Dr. Anthony Fesmire
Dr. Anthony Fesmire is a versatile guitarist, composer, and music educator based in southern California. He is a Professor of Music, Chair of the Arts and Media programs, and founder of the Jazz Studies program at College of the Desert in Palm Desert, California where he directs the Jazz Band, Jazz Combos, and Jazz Guitar Ensembles, teaches jazz guitar and the full sequence of music theory courses, and coordinates the major program. He holds a Bachelor of Music degree from Berklee College of Music and a Master of Music degree from the University of Southern California, both in guitar performance. He earned his Doctor of Arts degree in music education and music theory from the University of Northern Colorado. He has additional training in Kodaly methodology, Orff Schulwerk, and Suzuki guitar. Prior to joining the faculty at College of the Desert, Dr.
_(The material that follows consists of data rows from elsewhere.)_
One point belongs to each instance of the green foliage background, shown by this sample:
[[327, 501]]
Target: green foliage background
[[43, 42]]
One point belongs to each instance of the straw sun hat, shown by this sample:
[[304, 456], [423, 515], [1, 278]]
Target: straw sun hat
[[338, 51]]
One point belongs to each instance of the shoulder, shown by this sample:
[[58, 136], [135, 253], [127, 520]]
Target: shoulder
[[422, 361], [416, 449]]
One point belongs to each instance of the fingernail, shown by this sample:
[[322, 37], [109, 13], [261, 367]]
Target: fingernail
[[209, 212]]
Fesmire coordinated the music education program at Ohio Wesleyan University where he taught upper division music methods courses and supervised student teachers at all levels K-12 in instrumental, choral, and elementary general music. Other college teaching experience includes work at the University of Northern Colorado, Aims Community College, and the University of La Verne.
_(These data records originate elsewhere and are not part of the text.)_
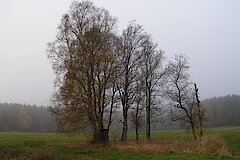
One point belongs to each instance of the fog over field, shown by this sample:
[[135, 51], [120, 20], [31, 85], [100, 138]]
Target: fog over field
[[206, 31]]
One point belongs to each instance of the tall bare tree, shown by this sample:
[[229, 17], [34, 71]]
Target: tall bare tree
[[181, 94], [130, 59], [152, 72], [201, 111], [24, 119], [82, 57]]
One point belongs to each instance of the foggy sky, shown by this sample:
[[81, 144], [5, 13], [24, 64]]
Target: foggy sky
[[208, 32]]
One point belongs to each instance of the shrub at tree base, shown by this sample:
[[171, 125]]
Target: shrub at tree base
[[213, 146]]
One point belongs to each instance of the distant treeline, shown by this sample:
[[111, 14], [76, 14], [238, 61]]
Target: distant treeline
[[25, 118], [221, 111]]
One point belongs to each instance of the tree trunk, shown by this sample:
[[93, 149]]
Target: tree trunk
[[104, 136], [125, 125], [200, 118], [148, 129], [136, 130], [148, 113], [193, 131]]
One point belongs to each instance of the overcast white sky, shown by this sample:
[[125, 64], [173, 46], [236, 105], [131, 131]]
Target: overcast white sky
[[207, 31]]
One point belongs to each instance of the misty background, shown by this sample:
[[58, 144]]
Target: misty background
[[206, 31]]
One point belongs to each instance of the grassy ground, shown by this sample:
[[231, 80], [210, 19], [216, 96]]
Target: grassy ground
[[18, 146]]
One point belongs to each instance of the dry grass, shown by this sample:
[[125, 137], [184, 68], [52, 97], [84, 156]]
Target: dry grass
[[213, 146]]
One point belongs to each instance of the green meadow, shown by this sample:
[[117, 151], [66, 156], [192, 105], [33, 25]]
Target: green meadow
[[49, 146]]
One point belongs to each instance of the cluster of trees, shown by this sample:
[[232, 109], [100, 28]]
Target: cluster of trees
[[99, 72], [223, 111], [25, 118]]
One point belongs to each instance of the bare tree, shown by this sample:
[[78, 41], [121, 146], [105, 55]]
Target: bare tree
[[82, 57], [152, 72], [136, 114], [201, 112], [24, 119], [130, 59], [181, 94]]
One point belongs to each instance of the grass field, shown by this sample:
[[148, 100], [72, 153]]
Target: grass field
[[46, 146]]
Dr. Fesmire is a guitarist with extensive performance experience including release of three albums: Songs Without Words, featuring Hiroyuki Harada on bass, Takehiko Murikami on keyboards, and Chris Yeoman on drums; Sunless City with Outside Pedestrian, featuring David Lockeretz on bass and David Kontesz on drums, with guest artists Dr. Matt Zebley on saxophone and Joe Bagg on Hammond organ; and Outside Pedestrian's latest album, Reclaimed, featuring David Lockeretz on bass and David Oromaner on drums, with guest artists Dr. Kelly Corbin on saxophone and Dr. Reed Gratz on piano. As a composer, Dr. Fesmire’s work is inseparable from his work as a guitarist. He draws heavily on the harmonic language of post-bop jazz including modal and non-functional harmony, intervalic melodic writing, and other techniques, counterpoint and other formal music traditions, odd and mixed meter and other advanced rhythmic concepts, and the language of modern jazz improvisation, fused with a solid grasp of jazz, rock, blues, and other contemporary styles. He draws influence from an eclectic group of performers and composers including John McLaughlin, John Petrucci, Joe Diorio, Joe Satriani, Stravinsky, Wayne Shorter, Herbie Hancock, Brahms, Miles Davis, John Coltranne, Bartok, among many others. He has studied privately with Joe Diorio, John Pisano, Jon Finn, and Bret Willmott. Dr. Fesmire's next album is due to be released in early 2021.
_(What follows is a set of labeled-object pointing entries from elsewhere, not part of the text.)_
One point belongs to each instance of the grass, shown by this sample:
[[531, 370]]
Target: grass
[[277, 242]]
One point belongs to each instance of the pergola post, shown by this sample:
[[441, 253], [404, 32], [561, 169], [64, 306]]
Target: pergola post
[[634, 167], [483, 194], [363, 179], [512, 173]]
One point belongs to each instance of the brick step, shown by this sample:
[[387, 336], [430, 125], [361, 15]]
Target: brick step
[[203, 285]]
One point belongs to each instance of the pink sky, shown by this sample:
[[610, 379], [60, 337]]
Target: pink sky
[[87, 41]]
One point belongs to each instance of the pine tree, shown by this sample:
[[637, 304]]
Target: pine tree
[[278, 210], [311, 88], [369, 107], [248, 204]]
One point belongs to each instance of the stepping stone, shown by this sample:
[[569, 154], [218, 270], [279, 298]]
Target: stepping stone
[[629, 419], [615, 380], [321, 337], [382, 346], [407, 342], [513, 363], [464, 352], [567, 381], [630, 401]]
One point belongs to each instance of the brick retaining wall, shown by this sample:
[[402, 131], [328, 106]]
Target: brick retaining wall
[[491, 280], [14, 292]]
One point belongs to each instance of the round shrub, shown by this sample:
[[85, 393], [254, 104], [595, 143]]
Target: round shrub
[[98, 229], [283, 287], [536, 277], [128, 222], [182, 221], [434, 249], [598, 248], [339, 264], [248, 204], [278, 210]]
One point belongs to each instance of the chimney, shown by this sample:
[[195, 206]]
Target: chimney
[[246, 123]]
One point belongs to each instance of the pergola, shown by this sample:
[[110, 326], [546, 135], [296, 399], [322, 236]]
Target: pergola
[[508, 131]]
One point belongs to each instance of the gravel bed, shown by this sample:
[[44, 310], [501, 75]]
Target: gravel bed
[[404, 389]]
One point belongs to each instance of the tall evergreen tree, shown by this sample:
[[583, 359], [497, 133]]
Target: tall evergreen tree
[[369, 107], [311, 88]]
In addition to teaching at the collegiate level, Dr. Fesmire has taught high school and middle school for the Palos Verdes Peninsula Unified School District. He has directed student ensembles at festivals throughout the United States including winning superior ratings at the two largest student jazz festivals in the country: the UNC Greeley Jazz Festival and the Berklee College of Music High School Jazz Festival where Palos Verdes Peninsula High School was a top scoring group. In addition, his student jazz ensembles have performed at the California Association for Music Education’s State Conference and the Kennedy Center for the Performing Arts in Washington D.C. where PVPHS was recognized as a National School of Distinction in the Arts. In addition to his K-12 and college level teaching experience, Dr. Fesmire spent two years as an artist-in-residence for the California Arts in Corrections program where he taught guitar and music theory courses and produced two CDs of music composed and performed by the inmates. He has released two additional CDs of student performances: Steps, featuring ensembles from the College of the Desert instrumental music program; and Jazz 2004, featuring the jazz bands of Palos Verdes Peninsula High School. In addition, Dr. Fesmire has presented clinics and research at music education conferences in California, Colorado, and Ohio on topics ranging from improving articulation in student jazz ensembles to the historical development of the national standards movement in music education.